Not, I have to add a little sheepishly, that I'd been a regular reader of the column in years. When I moved to California from New York in 1983, I kept up a subscription to the Voice for a while, in the same way you might sublet a rent-controlled apartment: on the theory that it was only a matter of time before I headed back East where I belonged. Just around the time I realized that wasn't going to happen — at least not in the foreseeable future — Kyle started writing for the Voice, and I was on the hook for several more years of renewals. But eventually I had to cut the ties.
It's impossible to overstate the impact those reviews had on me, though. There was, first of all, the amazing erudition on display — the sense, which has only grown keener in the decades since, that Kyle had heard and analyzed and deeply understood every piece of music written over the past 50 years and more. There was the bare-knuckled truculence over musical politics, and the muscular-lyrical prose style that went with it (no surprise that Ives is his favorite composer). And there was the incredible urgency of those columns — the conviction that all of this mattered very deeply — which grew out of Kyle's double role as a musical practitioner and critic.

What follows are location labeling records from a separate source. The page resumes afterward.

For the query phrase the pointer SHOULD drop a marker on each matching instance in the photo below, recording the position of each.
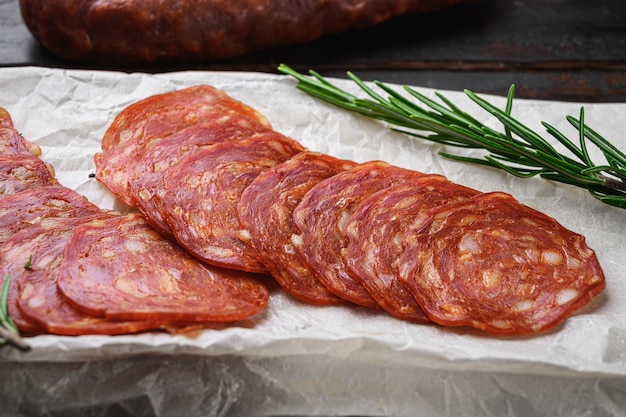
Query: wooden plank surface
(551, 49)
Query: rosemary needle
(516, 149)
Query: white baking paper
(296, 359)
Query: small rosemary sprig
(8, 330)
(517, 149)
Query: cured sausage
(497, 265)
(151, 31)
(374, 237)
(201, 195)
(148, 174)
(38, 299)
(122, 269)
(11, 142)
(147, 122)
(265, 211)
(20, 172)
(321, 218)
(29, 207)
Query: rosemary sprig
(517, 149)
(8, 330)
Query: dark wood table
(551, 49)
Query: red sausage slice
(497, 265)
(200, 197)
(122, 269)
(266, 209)
(321, 218)
(30, 206)
(20, 172)
(11, 142)
(374, 238)
(38, 298)
(147, 122)
(148, 175)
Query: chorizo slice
(11, 142)
(160, 115)
(145, 123)
(147, 176)
(20, 172)
(497, 265)
(122, 269)
(200, 197)
(30, 206)
(265, 211)
(374, 234)
(38, 298)
(321, 218)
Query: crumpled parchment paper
(296, 359)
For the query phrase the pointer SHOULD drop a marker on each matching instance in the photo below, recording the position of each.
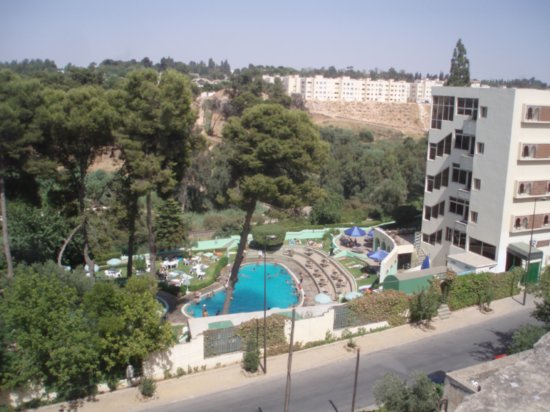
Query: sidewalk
(228, 377)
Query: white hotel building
(487, 194)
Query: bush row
(390, 305)
(469, 289)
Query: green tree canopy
(459, 75)
(274, 155)
(156, 139)
(20, 99)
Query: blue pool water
(248, 295)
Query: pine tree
(460, 67)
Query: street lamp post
(266, 238)
(530, 247)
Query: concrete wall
(313, 325)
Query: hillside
(409, 119)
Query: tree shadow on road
(485, 351)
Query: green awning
(220, 325)
(521, 249)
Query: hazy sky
(504, 39)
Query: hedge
(275, 325)
(389, 305)
(465, 290)
(224, 260)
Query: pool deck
(319, 273)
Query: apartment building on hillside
(487, 193)
(346, 89)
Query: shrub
(147, 387)
(251, 359)
(389, 305)
(396, 396)
(275, 332)
(260, 232)
(423, 305)
(525, 337)
(482, 288)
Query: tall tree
(19, 101)
(157, 138)
(274, 154)
(459, 74)
(78, 127)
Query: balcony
(525, 223)
(536, 114)
(534, 152)
(532, 189)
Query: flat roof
(473, 260)
(522, 250)
(433, 271)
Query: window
(483, 110)
(459, 238)
(432, 151)
(481, 148)
(467, 107)
(432, 238)
(459, 206)
(434, 211)
(429, 183)
(482, 248)
(449, 234)
(477, 184)
(442, 109)
(462, 176)
(524, 189)
(464, 141)
(437, 181)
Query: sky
(504, 39)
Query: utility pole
(355, 381)
(289, 366)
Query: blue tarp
(355, 231)
(425, 263)
(379, 255)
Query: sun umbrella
(355, 231)
(425, 263)
(96, 268)
(114, 262)
(379, 255)
(322, 299)
(352, 295)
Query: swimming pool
(248, 295)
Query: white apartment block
(346, 89)
(421, 90)
(292, 84)
(487, 194)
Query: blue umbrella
(355, 231)
(322, 298)
(379, 255)
(352, 295)
(426, 263)
(114, 262)
(96, 268)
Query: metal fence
(220, 341)
(345, 318)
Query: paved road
(329, 388)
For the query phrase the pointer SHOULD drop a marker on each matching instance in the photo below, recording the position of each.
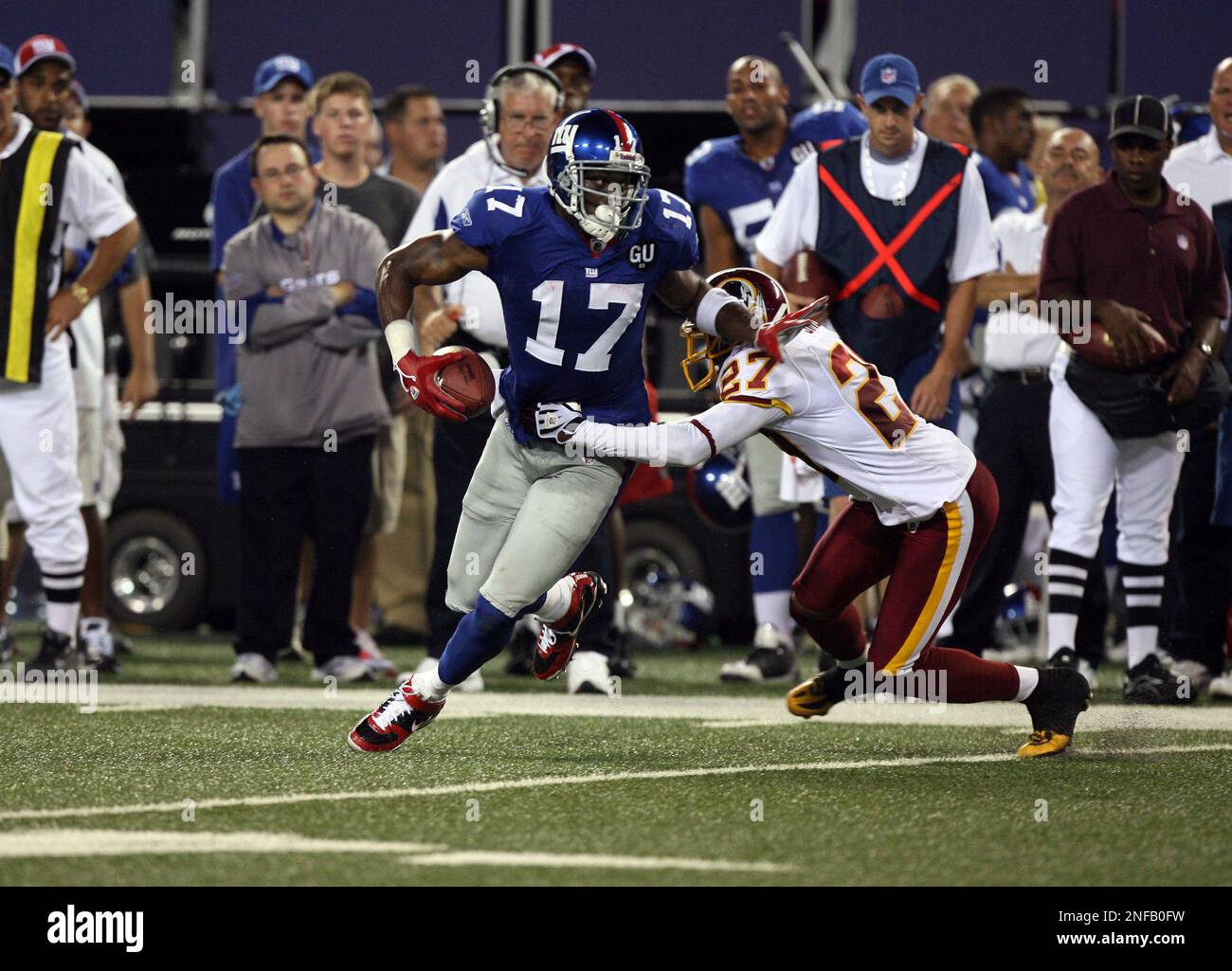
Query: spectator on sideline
(341, 106)
(1013, 438)
(280, 102)
(45, 69)
(574, 68)
(1203, 546)
(948, 110)
(1132, 248)
(468, 312)
(304, 446)
(414, 127)
(1005, 125)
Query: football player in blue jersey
(734, 185)
(575, 262)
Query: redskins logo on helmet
(703, 353)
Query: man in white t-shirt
(1195, 635)
(1013, 439)
(45, 79)
(37, 408)
(899, 225)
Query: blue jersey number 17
(550, 296)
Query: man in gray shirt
(311, 409)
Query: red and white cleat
(399, 716)
(558, 639)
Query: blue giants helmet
(598, 172)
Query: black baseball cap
(1141, 115)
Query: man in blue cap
(900, 226)
(280, 101)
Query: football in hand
(1099, 349)
(805, 277)
(469, 381)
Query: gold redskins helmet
(703, 353)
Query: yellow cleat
(1042, 744)
(808, 699)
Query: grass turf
(1112, 818)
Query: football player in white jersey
(922, 509)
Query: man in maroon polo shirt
(1132, 254)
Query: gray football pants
(528, 514)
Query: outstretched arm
(716, 312)
(426, 261)
(661, 443)
(682, 291)
(429, 261)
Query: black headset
(489, 115)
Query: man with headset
(521, 107)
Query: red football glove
(772, 335)
(418, 377)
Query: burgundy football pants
(928, 565)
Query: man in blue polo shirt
(280, 93)
(1005, 125)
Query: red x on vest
(886, 254)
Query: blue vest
(888, 341)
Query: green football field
(180, 778)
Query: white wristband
(707, 311)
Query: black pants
(456, 451)
(1194, 620)
(1013, 441)
(284, 495)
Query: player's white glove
(557, 422)
(774, 334)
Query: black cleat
(521, 651)
(54, 654)
(1055, 705)
(1150, 683)
(772, 658)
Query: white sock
(1027, 678)
(774, 607)
(555, 601)
(1062, 631)
(62, 618)
(1140, 643)
(429, 685)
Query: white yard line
(84, 843)
(713, 710)
(570, 781)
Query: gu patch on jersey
(801, 151)
(641, 254)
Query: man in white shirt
(894, 177)
(521, 109)
(37, 408)
(1013, 439)
(45, 86)
(1202, 171)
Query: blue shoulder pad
(828, 119)
(670, 218)
(491, 214)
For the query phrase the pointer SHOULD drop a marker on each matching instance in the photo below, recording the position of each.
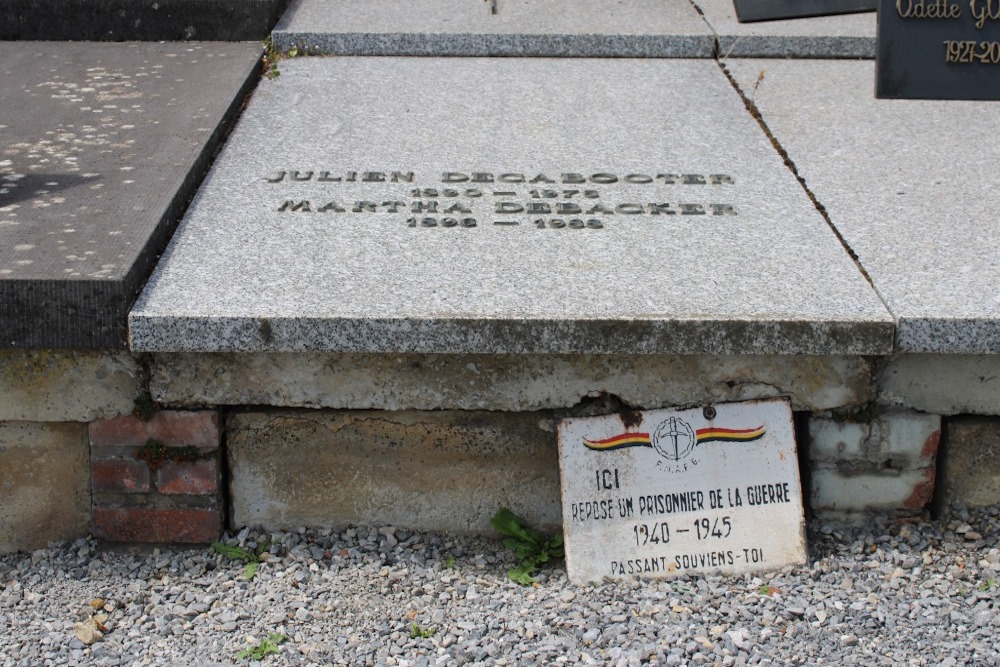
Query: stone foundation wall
(437, 441)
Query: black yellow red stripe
(714, 434)
(619, 441)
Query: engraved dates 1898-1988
(569, 200)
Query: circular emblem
(673, 439)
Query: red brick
(177, 428)
(196, 478)
(922, 492)
(119, 476)
(143, 524)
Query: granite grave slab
(514, 206)
(910, 184)
(590, 28)
(138, 20)
(101, 148)
(841, 36)
(748, 11)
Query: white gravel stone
(393, 597)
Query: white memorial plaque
(662, 492)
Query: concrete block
(905, 492)
(66, 386)
(944, 384)
(44, 484)
(895, 440)
(513, 383)
(423, 470)
(970, 461)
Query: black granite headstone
(138, 20)
(748, 11)
(101, 148)
(938, 49)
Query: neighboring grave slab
(101, 147)
(668, 492)
(592, 28)
(911, 186)
(945, 49)
(842, 36)
(769, 10)
(138, 20)
(515, 206)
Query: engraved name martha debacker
(457, 198)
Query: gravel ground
(885, 594)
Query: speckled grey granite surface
(243, 275)
(101, 147)
(592, 28)
(841, 36)
(911, 184)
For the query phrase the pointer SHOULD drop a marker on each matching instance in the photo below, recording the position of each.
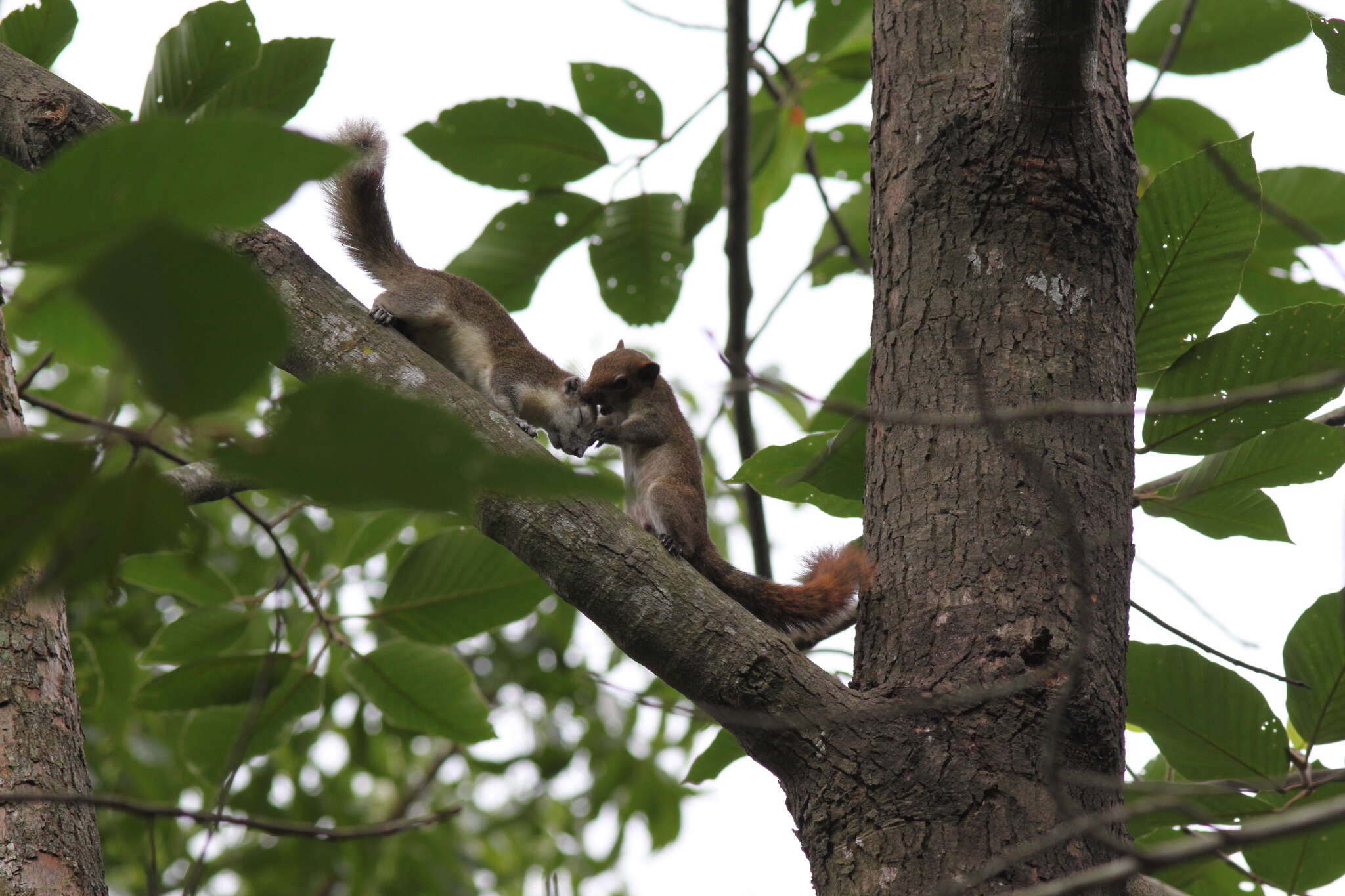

In theory I have grave doubts about that combination, and the various conflicts of interest that result. But with Kyle, I've never been able to resist it in practice. He's too damn good.
You can get a taste of those reviews in the recent collection Music Downtown, which I've been nibbling at compulsively. And of course Kyle's blog continues to be a source for Gannian prose. But there's something irreplaceable and unique about the flavor of a regular newspaper column, which neither a greatest-hits collection nor the intermittent postings on a blog can supplant. It's a shame.